344/2012: Sächsisches Lernmittelfreiheitsgesetz der LINKEN

Falken: Verfassungstreue bei Lernmittelfreiheit in Sachsen herstellen – Gesetzentwurf der LINKEN jetzt zur Abstimmung


Zur 2. Lesung und Schlussabstimmung zum Entwurf eines Sächsischen Lernmittelfreiheitsgesetzes (Landtags-Drucksache 5/7234) erklärt die bildungspolitische Sprecherin der Fraktion DIE LINKE, Cornelia Falken

Das Urteil des Oberverwaltungsgerichts (OVG) vom 17.04.2012 bestätigt unsere Rechtsauffassung. Die Sächsische Verfassung legt die kostenlose Unterrichtsteilnahme und die unentgeltliche Bereitstellung von Lernmitteln in staatlichen Schulen fest – eine vergleichbare Verfassungsregelung gibt es in dieser Eindeutigkeit nur noch in Baden-Württemberg.

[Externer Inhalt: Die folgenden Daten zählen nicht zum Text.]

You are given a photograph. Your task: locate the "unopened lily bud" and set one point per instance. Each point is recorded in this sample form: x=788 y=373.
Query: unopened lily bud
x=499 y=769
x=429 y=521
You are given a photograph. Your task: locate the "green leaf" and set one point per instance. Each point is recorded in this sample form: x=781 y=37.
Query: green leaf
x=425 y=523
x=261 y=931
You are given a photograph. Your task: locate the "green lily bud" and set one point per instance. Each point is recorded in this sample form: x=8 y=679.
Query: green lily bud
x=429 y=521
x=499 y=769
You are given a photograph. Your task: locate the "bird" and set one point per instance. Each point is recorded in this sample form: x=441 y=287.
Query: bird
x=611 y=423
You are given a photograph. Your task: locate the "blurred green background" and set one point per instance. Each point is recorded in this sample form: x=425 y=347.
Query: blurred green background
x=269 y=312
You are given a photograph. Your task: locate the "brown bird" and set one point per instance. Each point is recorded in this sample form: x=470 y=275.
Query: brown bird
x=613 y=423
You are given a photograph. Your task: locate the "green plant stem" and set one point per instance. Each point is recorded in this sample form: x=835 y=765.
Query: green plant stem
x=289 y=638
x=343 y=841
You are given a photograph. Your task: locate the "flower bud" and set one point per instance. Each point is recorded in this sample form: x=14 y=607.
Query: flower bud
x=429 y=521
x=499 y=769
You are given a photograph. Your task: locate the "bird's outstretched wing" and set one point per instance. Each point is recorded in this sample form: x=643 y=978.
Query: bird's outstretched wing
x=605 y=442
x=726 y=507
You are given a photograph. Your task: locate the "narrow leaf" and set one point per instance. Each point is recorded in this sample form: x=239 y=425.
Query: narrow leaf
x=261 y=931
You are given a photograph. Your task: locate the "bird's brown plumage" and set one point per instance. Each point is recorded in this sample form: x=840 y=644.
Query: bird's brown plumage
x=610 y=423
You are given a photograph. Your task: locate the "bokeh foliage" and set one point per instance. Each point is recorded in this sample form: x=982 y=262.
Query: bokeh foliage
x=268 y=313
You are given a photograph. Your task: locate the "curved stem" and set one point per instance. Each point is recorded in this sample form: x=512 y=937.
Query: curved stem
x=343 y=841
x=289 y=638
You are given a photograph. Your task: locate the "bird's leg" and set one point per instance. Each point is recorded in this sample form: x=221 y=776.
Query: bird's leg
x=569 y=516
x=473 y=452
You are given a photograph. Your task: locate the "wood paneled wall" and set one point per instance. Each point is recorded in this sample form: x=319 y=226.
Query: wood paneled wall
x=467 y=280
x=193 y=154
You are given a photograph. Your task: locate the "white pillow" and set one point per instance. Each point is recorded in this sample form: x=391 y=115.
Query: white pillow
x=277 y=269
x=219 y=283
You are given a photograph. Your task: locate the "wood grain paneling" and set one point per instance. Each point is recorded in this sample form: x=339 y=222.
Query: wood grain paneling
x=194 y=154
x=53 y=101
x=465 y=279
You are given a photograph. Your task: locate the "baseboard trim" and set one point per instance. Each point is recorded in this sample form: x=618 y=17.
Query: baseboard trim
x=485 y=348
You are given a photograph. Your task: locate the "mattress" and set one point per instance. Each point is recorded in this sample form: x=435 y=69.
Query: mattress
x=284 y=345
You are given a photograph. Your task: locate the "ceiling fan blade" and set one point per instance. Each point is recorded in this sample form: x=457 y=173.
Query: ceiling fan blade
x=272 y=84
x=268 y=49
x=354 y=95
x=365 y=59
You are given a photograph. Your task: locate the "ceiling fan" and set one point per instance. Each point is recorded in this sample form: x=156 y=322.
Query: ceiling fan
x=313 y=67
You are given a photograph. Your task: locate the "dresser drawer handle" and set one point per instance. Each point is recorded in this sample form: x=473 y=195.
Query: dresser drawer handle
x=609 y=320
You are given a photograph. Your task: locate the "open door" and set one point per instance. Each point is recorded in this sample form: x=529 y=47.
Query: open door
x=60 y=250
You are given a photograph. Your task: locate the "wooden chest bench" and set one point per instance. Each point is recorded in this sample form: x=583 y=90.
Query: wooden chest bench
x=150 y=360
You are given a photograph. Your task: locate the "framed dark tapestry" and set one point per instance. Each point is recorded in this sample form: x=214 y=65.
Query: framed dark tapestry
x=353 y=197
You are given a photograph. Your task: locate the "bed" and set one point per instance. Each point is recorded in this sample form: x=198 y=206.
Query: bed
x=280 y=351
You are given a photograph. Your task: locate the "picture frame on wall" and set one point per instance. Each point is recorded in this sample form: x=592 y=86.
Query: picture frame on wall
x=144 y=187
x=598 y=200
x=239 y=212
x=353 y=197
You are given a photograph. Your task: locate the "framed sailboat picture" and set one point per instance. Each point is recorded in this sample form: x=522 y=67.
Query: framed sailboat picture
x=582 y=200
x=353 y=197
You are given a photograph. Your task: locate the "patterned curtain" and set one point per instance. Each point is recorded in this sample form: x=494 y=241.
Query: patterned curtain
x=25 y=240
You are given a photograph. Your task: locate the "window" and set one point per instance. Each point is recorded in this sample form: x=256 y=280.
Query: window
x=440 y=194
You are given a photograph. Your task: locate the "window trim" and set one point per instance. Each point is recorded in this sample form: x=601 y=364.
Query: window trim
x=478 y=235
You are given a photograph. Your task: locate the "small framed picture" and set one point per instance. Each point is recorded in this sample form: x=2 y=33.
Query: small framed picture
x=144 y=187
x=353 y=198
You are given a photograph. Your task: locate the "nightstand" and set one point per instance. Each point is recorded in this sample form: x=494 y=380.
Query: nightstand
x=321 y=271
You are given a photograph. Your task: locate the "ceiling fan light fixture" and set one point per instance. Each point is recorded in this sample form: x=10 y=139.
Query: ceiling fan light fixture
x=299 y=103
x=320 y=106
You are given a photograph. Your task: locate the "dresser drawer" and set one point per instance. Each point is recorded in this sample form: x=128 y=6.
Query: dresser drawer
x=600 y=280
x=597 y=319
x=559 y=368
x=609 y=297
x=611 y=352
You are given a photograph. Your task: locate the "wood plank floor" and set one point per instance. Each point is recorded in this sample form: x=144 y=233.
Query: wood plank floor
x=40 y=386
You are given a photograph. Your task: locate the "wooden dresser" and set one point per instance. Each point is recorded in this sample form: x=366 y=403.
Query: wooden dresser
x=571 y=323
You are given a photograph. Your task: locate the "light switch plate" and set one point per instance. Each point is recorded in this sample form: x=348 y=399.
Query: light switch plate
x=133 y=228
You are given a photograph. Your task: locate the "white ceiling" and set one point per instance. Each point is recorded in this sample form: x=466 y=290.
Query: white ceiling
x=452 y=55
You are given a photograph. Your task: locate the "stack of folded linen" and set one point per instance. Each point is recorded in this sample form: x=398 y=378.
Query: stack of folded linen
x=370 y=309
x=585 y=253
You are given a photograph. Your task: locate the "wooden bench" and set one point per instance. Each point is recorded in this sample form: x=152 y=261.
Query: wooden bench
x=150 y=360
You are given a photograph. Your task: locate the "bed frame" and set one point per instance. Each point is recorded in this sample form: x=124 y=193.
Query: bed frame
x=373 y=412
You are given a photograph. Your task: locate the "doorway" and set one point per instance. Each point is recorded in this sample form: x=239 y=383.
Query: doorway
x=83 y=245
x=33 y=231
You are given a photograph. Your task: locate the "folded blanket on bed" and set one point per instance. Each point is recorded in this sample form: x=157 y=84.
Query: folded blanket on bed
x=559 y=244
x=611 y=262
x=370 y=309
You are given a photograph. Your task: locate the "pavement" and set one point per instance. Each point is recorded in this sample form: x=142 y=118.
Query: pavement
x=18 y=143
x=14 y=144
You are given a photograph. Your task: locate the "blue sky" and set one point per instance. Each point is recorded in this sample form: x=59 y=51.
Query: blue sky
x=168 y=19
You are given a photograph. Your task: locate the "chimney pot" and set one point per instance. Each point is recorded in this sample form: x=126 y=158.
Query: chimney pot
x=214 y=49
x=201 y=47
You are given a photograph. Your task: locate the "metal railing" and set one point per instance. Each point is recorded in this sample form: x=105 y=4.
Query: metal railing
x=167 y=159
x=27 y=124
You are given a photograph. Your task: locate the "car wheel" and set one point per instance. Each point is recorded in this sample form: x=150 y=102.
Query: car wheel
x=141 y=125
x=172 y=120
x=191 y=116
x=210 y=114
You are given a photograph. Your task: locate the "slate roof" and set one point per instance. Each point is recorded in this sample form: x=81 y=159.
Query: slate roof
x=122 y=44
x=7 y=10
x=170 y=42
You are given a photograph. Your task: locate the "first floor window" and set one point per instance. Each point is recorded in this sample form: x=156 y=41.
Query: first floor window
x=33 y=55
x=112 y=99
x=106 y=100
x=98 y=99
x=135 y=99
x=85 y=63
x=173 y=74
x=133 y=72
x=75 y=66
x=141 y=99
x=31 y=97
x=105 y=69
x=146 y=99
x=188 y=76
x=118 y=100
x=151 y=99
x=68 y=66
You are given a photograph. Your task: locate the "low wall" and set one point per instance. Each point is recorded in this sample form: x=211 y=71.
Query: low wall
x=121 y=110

Deshalb sind Verweise auf andere Bundesländer in der laufenden Diskussion irreführend. 

Das Urteil und unser Gesetzentwurf beenden eine zwanzigjährige rechtswidrige Praxis auf Kosten der bezahlenden Elternschaft. Es besteht dringender Handlungsbedarf für den Gesetzgeber! Auch weil zurzeit noch an Schulen in Sachsen Kopierkosten eingetrieben werden, mit der „Argumentation“, der Brief des Ministeriums beziehe sich ja auf das nächste Schuljahr. Darüber hinaus gilt: Eine Verordnung ist kein Gesetz, weil dabei der Landtag außen vor bleibt und eine Verordnung keine Finanzen regelt.   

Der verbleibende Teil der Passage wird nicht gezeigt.